L'arrosage des terres assoiffées...
Depuis plusieurs mois déjà j'y pense... Les arbres, le silence, les oiseaux, les fruits, les mûres, la confiture, le doux soleil... Mireille, Jean, Roger, Léon, Irène, Louise, François et les autres...
Au téléphone, elle m'avait dit : il n'y a rien du tout, rien de rien, pas de fruits, noix, noisettes, pommes, rien, le figuier de notre jardin ne donne rien non plus, on a du mal à faire venir les tomates, l'herbe est comme de la paille, les gelées du mois de mai ont surpris tous le monde! À la fin du printemps, toute la campagne qui préparait son grand bouquet final de fleurs chatoyantes a gelé sur place, et puis la chaleur du mois d'août a terminé l'ouvrage, cette année, avec le printemps raté et l'automne avancé, tout fait faux bond ! Pour les belles compotes cueillies aux arbres, inutile d'y penser, il faudra tout acheter chez le marchand... La catastrophe, le garde-manger de la nature sera vide !
Elle doit sûrement exagérer, je vais quand même emporter mes pots pour la confiture de figues, pour les mûres ça peut attendre une année, il m'en reste beaucoup, je vais faire comme d'habitude, ramasser les noix, les noisettes, même s'il y en a moins on verra bien, j'en trouverais bien une belle poignée pour décorer mes salades, un petit panier... Si je fais bien attention...

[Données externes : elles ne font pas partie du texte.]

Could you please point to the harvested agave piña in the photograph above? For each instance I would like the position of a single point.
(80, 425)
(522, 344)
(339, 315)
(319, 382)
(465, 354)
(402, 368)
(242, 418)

Tout au long de la route, je voyais bien que les arbres n'étaient pas comme toujours, un peu roussis par là, racornis par ici, les branches dégarnies ne prenaient pas autant de place que l'année passée, les peupliers tout effeuillés se laissaient traverser par le vent et le soleil comme un vieil éventail usé dont il ne reste que les bois.
Le pop-corn
À la location, plus de doute, le beau tapis vert pré, tondu de près, épais comme une serviette de bain, frais le matin, chaud aux pieds nus le soir, qui m'accueillait depuis toujours avec fierté, ressemble à une meule de foin répandue avec soin pour cacher la misère ! Le grand figuier centenaire, planté juste à côté du puits, est couvert de fruits gros comme des billes, il faudra bien deux automnes pour les faire grossir, ce n'est pas encore cette année que je vais en faire de la confiture ! Je m'étais dit : je mettrais des amandes grillées ou des noisettes, ça sera délicieux, je peux tout de suite remballer les cinq malheureux pots vides qui ont fait le voyage pour rien.
Seuls quelques géraniums roses tirent leur épingle du jeu, ils sont bien plus beaux que tous les précédents, le romarin darde ses épines odorantes, quelques fleurs bleues le décorent comme un petit arbre de Noël. Les rosiers grimpants sur les portes, aux fenêtres de toutes les maisons, avaient l'air d'un vieil herbier délavé.
La glycine recouvrait le toit, et la voiture qui dormait juste en dessous
Monsieur Jean, vous me manquez beaucoup, quand je passe sur le chemin, sans vous, ça n'est plus pareil du tout. Entre sa maison et la mienne il y a un droit de passage, le soir il venait s'y reposer, assis par terre, à l'ombre, à peine descendu de vélo, qu'il pratiquait encore très bien à quatre-vingt-dix ans. Curieuse, j'ai regardé par la fenêtre de sa petite maison, j'ai vu sa chambre sans aucun décor, un petit lit, pas même une chaise ni une image!... Dans sa cuisine, sur la table, la boîte de sel trônait au milieu de la toile cirée déchirée. J'ai eu un coup de tristesse qui a défiguré mon arrivée...
Le raisin, avec le soleil, sans les mots...
1914... La vieille ferme oubliée
Il m'avait raconté il y a deux petites années qu'il était né dans cette rue, quelques numéros plus loin, il m'avait dit, pas mécontent du tout, qu'il resterait ici jusqu'au bout, maintenant dans la ruelle, il manque un morceau de son histoire...
Le petit arpent de vigne de monsieur Jean
Portez-vous bien monsieur Jean, faites comme vous pourrez... Je vous envoie toutes mes pensées amicales et cette belle botte, rien que pour vous.